John Lee, l’ex-policier choisi par Pékin pour diriger Hong Kong

L’ancien chef de la sécurité de Hong Kong, John Lee, se rapproche de la reprise de la ville, son rôle clé dans la répression du mouvement pro-démocratie qui a fait de cet ancien policier de rue un homme sûr pour Pékin.

M. Lee, 64 ans, seul candidat au poste de directeur général de Hong Kong, sera nommé dimanche par un comité de quelque 1.500 personnalités acquises à Pékin. Il terminera son mandat de cinq ans le 1er juillet, jour du 25e anniversaire du retour de Hong Kong à la Chine par le Royaume-Uni.

Cet homme issu de la classe ouvrière, qui a commencé sa carrière au bas de l’échelle comme un simple chiquenaude en uniforme, sera le premier chef de la police de Hong Kong.

John Lee était le chef de la sécurité de Hong Kong au moment des gigantesques manifestations pro-démocratie de 2019. Il a, à son tour, supervisé la répression de la manifestation ainsi que la sévère reprise politique qui a suivi.

Il mérite de figurer sur une liste de personnalités chinoises et hongroises sanctionnées par les États-Unis. Mais cela lui a aussi permis de gagner la confiance de Pékin, qui a souvent soupçonné les élites hongkongaises de manque de loyauté ou d’incompétence.

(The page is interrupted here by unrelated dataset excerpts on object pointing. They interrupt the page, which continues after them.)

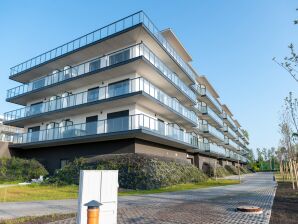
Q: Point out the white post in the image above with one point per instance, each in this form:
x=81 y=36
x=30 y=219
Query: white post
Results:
x=100 y=186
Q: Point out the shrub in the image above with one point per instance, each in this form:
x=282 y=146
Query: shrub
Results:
x=17 y=169
x=136 y=171
x=231 y=169
x=220 y=171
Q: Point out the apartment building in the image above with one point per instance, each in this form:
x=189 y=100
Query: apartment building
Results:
x=124 y=88
x=6 y=136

“John Lee est celui que le gouvernement central connaît le mieux, car il a toujours eu des contacts et des interactions avec la Chine continentale”, a déclaré à l’AFP l’homme d’affaires pro-Pékin Michael Tien au Conseil législatif de Hong Kong.

– “Passé le test” –

“C’est l’homme qui a réussi le test”, a déclaré à l’AFP Lai Tung-kwok, le prédécesseur de M. Lee au chef de la sécurité de Hong Kong.

L’arrivée de John Lee marque une rupture avec les quatre patrons qui l’ont précédé depuis son retour à Hong Kong dans le giron chinois en 1997, tous deux issus du monde des affaires ou de l’administration.

Après 35 ans dans la police, M. Lee est arrivé au pouvoir en 2012 et a connu une ascension tumultueuse. Les médias locaux affirment qu’il a bénéficié d’un “ascenseur platine”. Il est, depuis l’an dernier, le numéro deux de l’exécutif.

Selon Chien-yu Shih, spécialiste de la sécurité chinoise à l’Institut de défense nationale de Taiwan, John Lee a été mis en lumière par Pékin lors des manifestations pro-démocratie de 2019.

– Complot “terroriste” –

Il a en effet fustigé avec véhémence la thèse de Pékin, selon laquelle ces gigantesques rassemblements, les plus importants de l’histoire de Hong Kong, étaient un complot “terroriste” orchestré par des “forces anti-chinoises”.

“Pékin cherchait à savoir quelles personnalités politiques étaient disposées à suivre son discours”, a déclaré M. Shih, qui affirme que les dirigeants chinois continuent de favoriser les responsables de Hong Kong.

John Lee, un catholique éduqué parmi les jésuites, a grandi dans le quartier populaire de Sham Shui Po. Promis à des études d’ingénieur, il est rebaptisé pour rejoindre la police. Il confiera plus tard à un journal pro-chinois avoir fait ce choix par vocation, après avoir été intimidé et battu par des voyous lorsqu’il était enfant.

Marié et père de deux fils, M. Lee est discret sur sa famille. Il a notamment refusé de dire s’il possédait encore la nationalité britannique, à laquelle il avait même renoncé en entrant au gouvernement.

Il a promis de faire de la “sécurité nationale” une de ses priorités, en prévision de la poursuite de la campagne de répression de la dissidence menée par sa prédécesseure Carrie Lam.

Mais c’est sur le terrain de l’économie qu’elle est attendue en retournement par les milieux d’affaires de la troisième place financière mondiale, qui s’est pratiquement coupée du monde depuis le début de la pandémie.

“J’espère qu’il se concentrera sur la compétitivité internationale de Hong Kong et qu’il ne perdra pas son temps à adopter des lois inutiles pour l’économie de la ville”, a déclaré à l’AFP le directeur Danny Lau d’une association de propriétaires de petites entreprises.

Mais pour Charles Mok, ancien membre pro-démocratie du Conseil législatif désormais en exil, la nomination de John Lee prouve que la Chine met la position de Hong Kong sur les questions économiques.

“Dans le passé, la Chine a pu faire des compromis en échange d’avantages économiques”, a-t-il déclaré à l’AFP. “Mais maintenant, Pékin semble vouloir que les gens voient le monde comme un lieu plein de menaces, et une loyauté sans faille envers le Parti comme la seule solution sûre.”